Rust ordinarily prevents such problems with compile-time analysis.
`bitvec` purposefully clouds such analysis, allowing race conditions to manifest
in memory errors.
## Problem
`BitSlice::split_at_mut` is empowered to split a single `&mut BitSlice` into
two smaller mutable bit slices. The library ensures that these slices are not
overlapping in each others’ bits, but it is both valid and encouraged for those
slices to share the same *underlying storage element*.
Since `&mut BitSlice` is `Send`, adjacent mutable bit slices can be sent to
different threads, modify themselves, and create the exact data race scenario
described above.
## Solution
The simplest solution is “don’t do that”, but, that’s not how Rust is supposed
to work.
The second simplest solution is to use CPU capabilities to enforce uninterrupted
read/modify/write sequences in single modifications. The exact details are left
as implementation details of the CPU and the Rust standard library, but in
`1.34.0`, the atomic wrapper types stabilized to allow the desired behavior.
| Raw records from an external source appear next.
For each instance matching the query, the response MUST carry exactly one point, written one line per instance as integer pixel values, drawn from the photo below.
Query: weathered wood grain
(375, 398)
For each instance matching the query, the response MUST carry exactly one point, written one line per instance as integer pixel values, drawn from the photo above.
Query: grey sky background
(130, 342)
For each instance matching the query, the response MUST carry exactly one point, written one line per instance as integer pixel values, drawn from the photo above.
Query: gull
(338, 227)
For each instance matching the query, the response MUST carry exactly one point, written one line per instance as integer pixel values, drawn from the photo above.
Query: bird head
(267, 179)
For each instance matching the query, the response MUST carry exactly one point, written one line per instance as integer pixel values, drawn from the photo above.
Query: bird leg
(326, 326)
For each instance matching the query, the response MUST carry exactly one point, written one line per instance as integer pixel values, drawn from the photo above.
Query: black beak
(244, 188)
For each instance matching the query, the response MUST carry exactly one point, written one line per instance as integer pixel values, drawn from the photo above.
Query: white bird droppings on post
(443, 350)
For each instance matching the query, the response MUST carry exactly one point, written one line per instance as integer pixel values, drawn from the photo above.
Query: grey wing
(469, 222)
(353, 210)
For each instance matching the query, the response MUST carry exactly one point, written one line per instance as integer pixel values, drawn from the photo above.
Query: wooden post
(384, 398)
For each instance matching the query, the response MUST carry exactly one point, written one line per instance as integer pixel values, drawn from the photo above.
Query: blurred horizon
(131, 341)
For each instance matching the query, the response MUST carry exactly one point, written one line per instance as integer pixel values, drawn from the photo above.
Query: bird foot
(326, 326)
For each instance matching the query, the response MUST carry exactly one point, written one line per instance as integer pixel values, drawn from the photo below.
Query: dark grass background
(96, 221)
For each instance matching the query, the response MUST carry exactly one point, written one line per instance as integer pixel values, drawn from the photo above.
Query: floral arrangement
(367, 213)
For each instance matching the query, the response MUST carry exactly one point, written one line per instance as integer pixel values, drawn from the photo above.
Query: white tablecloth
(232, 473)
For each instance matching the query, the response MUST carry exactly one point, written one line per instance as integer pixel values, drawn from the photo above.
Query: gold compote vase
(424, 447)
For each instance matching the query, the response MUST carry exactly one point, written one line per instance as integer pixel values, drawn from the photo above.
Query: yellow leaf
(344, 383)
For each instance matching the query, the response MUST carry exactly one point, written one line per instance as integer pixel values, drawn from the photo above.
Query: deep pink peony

This problem does not require any ordering constraints or relationships. Rust
already guarantees us that each bit in memory can be the property of exactly one
`&mut BitSlice` writer at any given moment, and all bits in memory are
independent of each other. As such, all we need is to ensure that once a memory
location is read at the beginning of a modification sequence, no other thread
can read from it until after the write back concludes.
This is the `core::sync::atomic::Ordering::Relaxed` constraint.
## Implementation
The `Bits::set_at` method is the only function in the whole library that writes
to memory regions. Changing it from
```rust,ignore
if (bit) {
*self |= 1 << place;
}
else {
*self &= !(1 << place);
}
```
to
```rust,ignore
let aptr: *const Atomic<T> = &self as *const Atomic<T>;
if (bit) {
unsafe { &*aptr }.fetch_or(1 << place);
}
else {
unsafe { &*aptr }.fetch_and(!(1 << place));
}
```
is sufficient to introduce atomic read/modify/write instructions rather than the
default unsynchronized instructions.
The exact implementation is slightly more complex, because Rust does not provide
atomicity as a wrapper property of the fundamental types, but as sibling types.
This required storing the name of the atomic sibling type as an associated type
in the `Bits` trait, and using `Self::Atom` instead of `Atomic<T>`, though the
latter would have been a nicer design.
This is a design document about `bitvec`, not a complaint about the Rust
standard library, so I will end here.